Now the President must check the boxes for yes or no decisions. While some of his choices remain in doubt, the outline of his program seems well set. Major points:
Tax rates will be cut for individuals and corporations alike. The highest bracket of personal taxation--which applies to so-called "unearned" income, such as dividends, interest and rents --would be reduced from 70% to 50%. The top rate of 50% on "earned" income --primarily salaries--would be reduced; the lowest rate would be cut from 14% to 10%, and there would be decreases in all brackets in between. The corporate rate, now 48% of profits in most cases, would be reduced significantly, perhaps by three points. Total reduction: $15 billion a year --$10 billion for individual taxpayers, $5 billion for corporations.
Capital gains would be taxed as ordinary income. At present, only half the profit on sale of stock, real estate or other assets held for nine months or more is usually subject to tax. To soften the blow, exceptions would be made for family homes and family farms. The change would be phased in over several years, and people selling assets at a loss would be allowed to write off more of that loss against other income. Cities and states could continue to issue bonds paying interest that is exempt from federal tax, but they would get a federal subsidy to encourage them to issue bonds that would not qualify for tax exemption. The subsidy might amount to 35% to 40% of the higher interest rate that would have to be offered.
Expense-account deductions would be sharply curtailed.
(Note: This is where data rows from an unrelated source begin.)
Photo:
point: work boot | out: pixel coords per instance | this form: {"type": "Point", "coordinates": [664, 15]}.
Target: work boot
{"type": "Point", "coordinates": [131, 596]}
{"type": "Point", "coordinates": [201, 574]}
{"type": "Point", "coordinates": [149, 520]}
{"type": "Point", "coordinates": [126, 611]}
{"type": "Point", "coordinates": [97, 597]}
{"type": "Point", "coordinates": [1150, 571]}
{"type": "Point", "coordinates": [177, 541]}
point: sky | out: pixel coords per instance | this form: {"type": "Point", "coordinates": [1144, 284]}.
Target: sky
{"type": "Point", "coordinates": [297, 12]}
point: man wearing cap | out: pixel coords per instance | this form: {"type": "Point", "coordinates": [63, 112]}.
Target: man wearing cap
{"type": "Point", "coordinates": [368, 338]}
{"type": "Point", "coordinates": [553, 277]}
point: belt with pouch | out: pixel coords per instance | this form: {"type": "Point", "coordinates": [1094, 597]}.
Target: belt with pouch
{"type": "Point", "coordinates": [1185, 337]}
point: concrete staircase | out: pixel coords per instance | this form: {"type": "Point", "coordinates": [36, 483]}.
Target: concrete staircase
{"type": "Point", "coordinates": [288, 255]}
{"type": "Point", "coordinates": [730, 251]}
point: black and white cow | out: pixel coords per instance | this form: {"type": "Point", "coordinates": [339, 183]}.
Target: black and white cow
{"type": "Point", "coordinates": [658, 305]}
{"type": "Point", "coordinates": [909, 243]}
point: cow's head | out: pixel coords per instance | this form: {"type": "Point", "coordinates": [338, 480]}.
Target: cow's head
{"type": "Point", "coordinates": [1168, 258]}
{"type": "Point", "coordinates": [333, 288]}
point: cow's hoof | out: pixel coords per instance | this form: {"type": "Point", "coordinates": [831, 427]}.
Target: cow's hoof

The present idea is to put a ceiling on the deduction that could be taken for a business lunch. Aides are having trouble fixing a figure, since meals and drinks cost so much more in Manhattan than in, say, Cedar Rapids; one guess is $35 for two people. But Carter has railed so vehemently against the "three-martini lunch" that his staff has to come up with something. Carter is also considering eliminating or restricting deductions for club dues, tickets to sports events and the cost of using corporate jets. Business would get new incentives to invest. The tax credit that corporations can take for expansion and modernization expenditures would be increased from 10% to 12% and applied to the costs of putting up industrial buildings as well as buying the machinery to fill them. Double taxation of corporate dividends would be reduced or eliminated. The favorite idea now: shareholders receiving dividends would be allowed to take a credit on their personal returns equal to their proportionate share of the taxes that the company has already paid on its profits. A highly oversimplified example of the basic idea: a person who owned 1% of the shares in a company that paid $100,000 in taxes on its profits would subtract $1,000 from the tax that he otherwise would owe on his dividends. Yet there are many questions, and how this change would work out in practice is most unclear.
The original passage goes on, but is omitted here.